Somewhere around the turn of the 20th century, my great-grandfather decided that it made no sense to stay in the bleak collieries of Lancashire in class-conscious England when the coal fields of Nova Scotia were booming.

In September of 1902, when John Briers disembarked from a ship in Sydney Mines, the rows of company houses were already starting to stretch along Pitt, Crescent, Main and Forest streets towards the workings of mines like the Princess where he first put pick to mine face.

But Sydney Mines would double in size during from 1901-1910.

As I wrote in my book Coal Black Heart: The story of coal and the lives it ruled, when his wife, Margaret and their four children arrived two years later “the first vestiges of civilization were just beginning to appear” there. Sydney Mines’ first hotel, but also some privately owned businesses and a post office, although it would be 1907 before the town got its first plank sidewalk.

During the same period, the population of Sydney doubled almost overnight as Poles, Lebanese, Syrians and Austrians arrived to work its burgeoning steel mills.

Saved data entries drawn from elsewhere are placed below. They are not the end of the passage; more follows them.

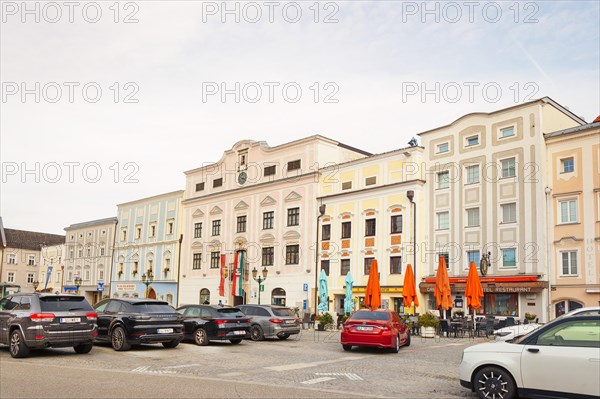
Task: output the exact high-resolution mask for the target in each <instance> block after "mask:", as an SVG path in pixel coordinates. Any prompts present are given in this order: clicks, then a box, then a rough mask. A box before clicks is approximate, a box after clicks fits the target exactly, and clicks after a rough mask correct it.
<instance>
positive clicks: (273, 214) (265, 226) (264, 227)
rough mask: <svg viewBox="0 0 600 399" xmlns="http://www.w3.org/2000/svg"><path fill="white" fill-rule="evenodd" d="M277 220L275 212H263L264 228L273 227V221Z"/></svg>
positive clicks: (268, 227)
mask: <svg viewBox="0 0 600 399" xmlns="http://www.w3.org/2000/svg"><path fill="white" fill-rule="evenodd" d="M274 220H275V212H273V211H271V212H264V213H263V229H264V230H267V229H272V228H273V221H274Z"/></svg>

I could tell you about the children, so young they still believed in Santa Claus, sent to work in the eternal dark of the mines, and the ponies working in the pit who only emerged into the sunlight for a couple of weeks a year.

When the 1867 census was taken, Glace Bay — named after the jagged ice that filled the harbour during winter — was really just four grim collieries. Twenty years later, 2,459 people made their home there. A decade later, 7,000 people lived in the town where people named Demont and Butts would run the roads.

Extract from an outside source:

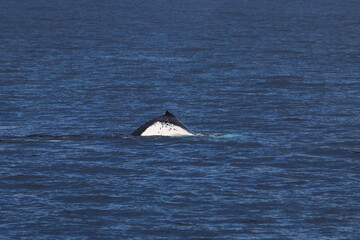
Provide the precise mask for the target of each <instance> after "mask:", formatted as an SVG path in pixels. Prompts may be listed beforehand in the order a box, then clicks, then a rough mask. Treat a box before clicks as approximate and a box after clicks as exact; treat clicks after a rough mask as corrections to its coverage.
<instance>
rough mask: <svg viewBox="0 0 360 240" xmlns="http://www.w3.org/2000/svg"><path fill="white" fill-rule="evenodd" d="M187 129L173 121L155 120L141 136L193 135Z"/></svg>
mask: <svg viewBox="0 0 360 240" xmlns="http://www.w3.org/2000/svg"><path fill="white" fill-rule="evenodd" d="M192 135H193V134H192V133H190V132H188V131H186V130H185V129H183V128H181V127H179V126H176V125H174V124H171V123H163V122H155V123H154V124H153V125H151V126H150V127H148V128H147V129H146V130H145V131H144V132H143V133H142V134H141V136H192Z"/></svg>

To hear my parents tell it they were lucky to grow up in the coal towns of Cape Breton. From everything I know about their families and friends, and the connectedness of life in those communities, they were.

Yet, during coal’s heyday so much of life seemed unimaginably hard in the colliery towns.

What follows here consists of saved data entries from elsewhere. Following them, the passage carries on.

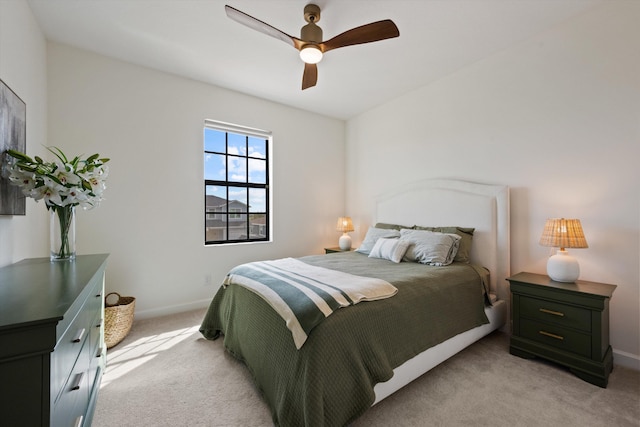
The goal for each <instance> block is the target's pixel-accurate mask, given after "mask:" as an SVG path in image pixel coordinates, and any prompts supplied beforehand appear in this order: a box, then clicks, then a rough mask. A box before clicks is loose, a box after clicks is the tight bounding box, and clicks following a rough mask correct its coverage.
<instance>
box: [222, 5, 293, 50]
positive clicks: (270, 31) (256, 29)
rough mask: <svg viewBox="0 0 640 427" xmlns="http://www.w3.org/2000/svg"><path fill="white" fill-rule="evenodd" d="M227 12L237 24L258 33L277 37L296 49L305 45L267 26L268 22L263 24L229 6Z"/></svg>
mask: <svg viewBox="0 0 640 427" xmlns="http://www.w3.org/2000/svg"><path fill="white" fill-rule="evenodd" d="M224 9H225V11H226V12H227V16H228V17H229V18H231V19H233V20H234V21H236V22H239V23H241V24H242V25H246V26H247V27H249V28H251V29H254V30H256V31H260V32H261V33H263V34H266V35H268V36H271V37H275V38H277V39H278V40H282V41H283V42H285V43H287V44H289V45H291V46H293V47H295V48H296V49H298V50H300V48H301V47H302V45H303V41H302V40H300V39H299V38H297V37H293V36H290V35H289V34H287V33H285V32H283V31H280V30H278V29H277V28H275V27H272V26H271V25H269V24H267V23H266V22H262V21H261V20H259V19H256V18H254V17H253V16H250V15H247V14H246V13H244V12H241V11H239V10H238V9H235V8H233V7H231V6H229V5H226V6H225V7H224Z"/></svg>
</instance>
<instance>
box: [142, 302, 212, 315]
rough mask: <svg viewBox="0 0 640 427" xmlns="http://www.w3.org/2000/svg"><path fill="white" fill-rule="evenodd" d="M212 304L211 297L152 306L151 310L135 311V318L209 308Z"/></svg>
mask: <svg viewBox="0 0 640 427" xmlns="http://www.w3.org/2000/svg"><path fill="white" fill-rule="evenodd" d="M209 304H211V298H209V299H203V300H200V301H193V302H190V303H186V304H178V305H171V306H168V307H160V308H152V309H150V310H142V311H137V310H136V312H135V318H136V319H138V320H142V319H151V318H153V317H161V316H167V315H170V314H176V313H182V312H185V311H191V310H198V309H201V308H207V307H209Z"/></svg>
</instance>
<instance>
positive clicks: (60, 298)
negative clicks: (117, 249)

I could go on about the coal-company-owned stores, where the colliers and their families had to buy everything they wore and ate, as well as the other necessities of life.

I could tell you about the children, so young they still believed in Santa Claus, sent to work in the eternal dark of the mines, and the ponies working in the pit who only emerged into the sunlight for a couple of weeks a year.

I could write until my arm gave out about the poverty and disease in those places, and the brutal strikes during which mounted police road down strikers in the streets.

Instead, I will leave you with the 2,497 entries on the Nova Scotia Museum of History’s list of coal mining fatalities in this province and leave it at that.

A few years ago, while working on Coal Black Heart, I asked Ross McCurdy, the president of once-mighty Cape Breton Development Corp., who was then in charge of dismantling what was left of DEVCO’s mills, ovens, and plants, about the remnants of Cape Breton’s great age of coal.

My memory is that we talked about the company homes still around, and the way the old mine entrances were being covered over and turned into greenfield sights.

Then, at some point in the conversation, he told me that under the ground, Cape Breton’s geography was shot through with 3,200 kilometres of old mine workings.

The number — which I figured to be about the distance from Halifax to Saskatoon — is enough to give a person vertigo.

In my mind the image also gave off an eerie, Pompeii vibe. All of that history buried underground now that coal’s day, we can only hope, is finally done.